“May December” Turns Satiric Eye to Tabloid Scandals and Method Acting

A rambling Rorschach Test of psychological perceptions takes the spotlight as characters experience the twisty limits of Method Acting in the peculiar new Todd Haynes dark comedy May December (A-). Natalie Portman plays an actress visiting Savannah, Georgia on an indie film research mission to study a real-life woman played by Julianne Moore and her much younger husband portrayed by Charles Melton the details of their notorious tabloid romance which started when he was underage. The movie presents an escalating series of off-kilter sequences, bombastic music and brazenly theatrical conceits ranging from melodramatic monologues to acting in front of mirrors to speaking about technique to acting classes.

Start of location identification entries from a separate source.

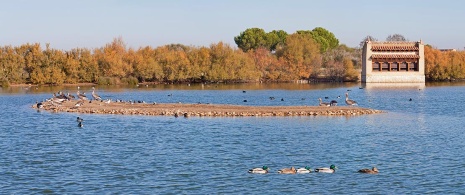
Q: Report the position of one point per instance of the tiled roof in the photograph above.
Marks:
(397, 47)
(394, 56)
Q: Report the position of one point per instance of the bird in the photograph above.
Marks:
(333, 103)
(331, 169)
(349, 101)
(78, 104)
(291, 170)
(374, 170)
(262, 170)
(39, 105)
(306, 169)
(81, 96)
(323, 103)
(95, 96)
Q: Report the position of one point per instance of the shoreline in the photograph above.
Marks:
(201, 110)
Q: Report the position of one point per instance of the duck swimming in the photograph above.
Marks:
(262, 170)
(374, 170)
(291, 170)
(331, 169)
(306, 169)
(323, 103)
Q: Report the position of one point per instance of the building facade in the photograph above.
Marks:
(393, 62)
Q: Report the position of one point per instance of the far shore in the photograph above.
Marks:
(200, 110)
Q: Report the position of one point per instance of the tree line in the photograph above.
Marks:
(275, 56)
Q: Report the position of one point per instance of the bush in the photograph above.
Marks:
(108, 81)
(130, 81)
(5, 83)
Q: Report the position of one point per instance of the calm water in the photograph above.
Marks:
(417, 145)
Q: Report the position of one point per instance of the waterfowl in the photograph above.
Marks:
(262, 170)
(95, 96)
(374, 170)
(331, 169)
(70, 96)
(333, 103)
(323, 103)
(306, 169)
(39, 105)
(291, 170)
(349, 101)
(79, 103)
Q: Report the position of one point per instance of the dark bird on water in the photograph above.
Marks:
(323, 103)
(349, 101)
(333, 103)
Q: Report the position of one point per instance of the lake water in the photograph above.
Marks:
(417, 145)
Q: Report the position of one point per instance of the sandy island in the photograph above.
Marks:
(186, 110)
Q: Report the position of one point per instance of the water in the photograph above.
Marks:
(417, 145)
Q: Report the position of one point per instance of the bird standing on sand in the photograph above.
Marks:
(95, 96)
(349, 101)
(323, 103)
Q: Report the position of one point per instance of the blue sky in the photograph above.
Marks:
(67, 24)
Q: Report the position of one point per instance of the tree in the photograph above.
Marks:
(300, 55)
(275, 39)
(326, 39)
(252, 39)
(396, 37)
(367, 38)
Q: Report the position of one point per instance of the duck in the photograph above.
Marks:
(95, 96)
(349, 101)
(39, 105)
(331, 169)
(333, 103)
(81, 96)
(291, 170)
(323, 103)
(373, 170)
(262, 170)
(306, 169)
(71, 96)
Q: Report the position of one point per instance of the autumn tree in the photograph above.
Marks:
(300, 55)
(251, 39)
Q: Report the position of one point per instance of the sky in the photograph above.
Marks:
(68, 24)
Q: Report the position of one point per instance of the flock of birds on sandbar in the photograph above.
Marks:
(307, 169)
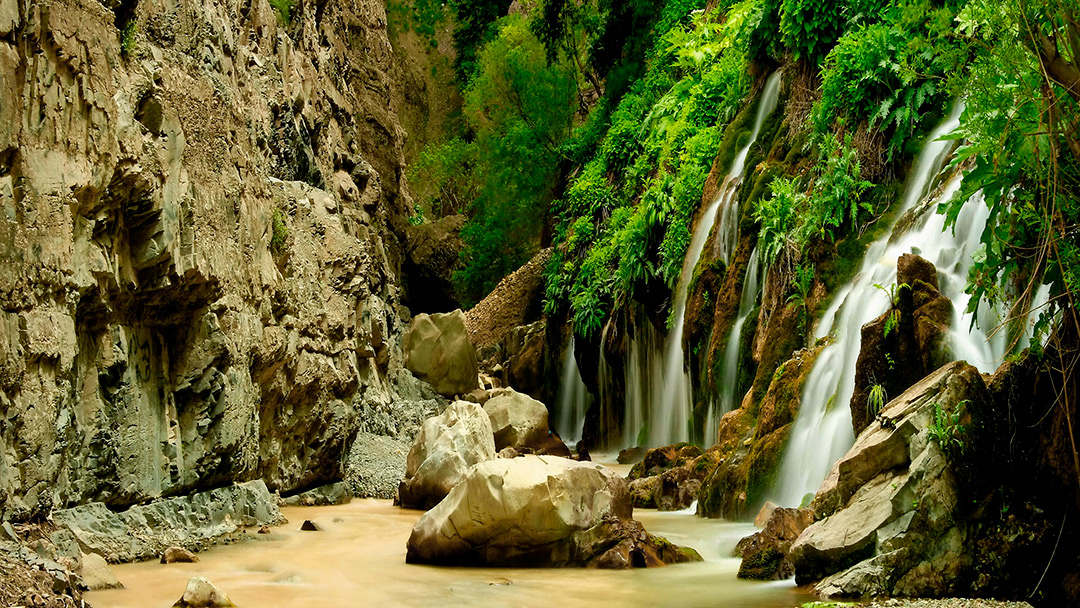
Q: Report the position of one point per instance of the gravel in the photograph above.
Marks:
(948, 603)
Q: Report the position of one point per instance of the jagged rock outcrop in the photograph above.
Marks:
(539, 511)
(437, 350)
(444, 450)
(891, 521)
(200, 240)
(906, 342)
(145, 531)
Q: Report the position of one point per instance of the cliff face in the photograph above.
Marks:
(199, 245)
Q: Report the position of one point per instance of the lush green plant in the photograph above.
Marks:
(875, 401)
(799, 299)
(279, 232)
(129, 38)
(946, 430)
(283, 10)
(447, 177)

Portman’s character finds herself going deeper and deeper into the rabbit hole of intrigue and investigation, with increasingly thorny and unnerving results. She gets an iconic moment when she describes what filming an intimate scene in a movie is like and loses herself in the notion that sometimes it’s highly technical and sometimes you don’t want to admit you felt a little chemistry. All three primary actors are fabulous with the women trading secrets and lies and an increasingly similar appearance and relative newcomer Melton providing an object of unusual sympathy. Moore plumbs great depths of her sex offender character loosely based on the true story of Mary Kay Letourneau the audience may think it knows. Haynes has built a career on opulent domestic stories often with subtext of social persecution, and his latest is a brilliant remix of some of his most austere and audacious themes. This won’t be everyone’s cup of tea, but it will undoubtedly keep viewers guessing where one person’s scandal starts and another’s art fills in the gaps.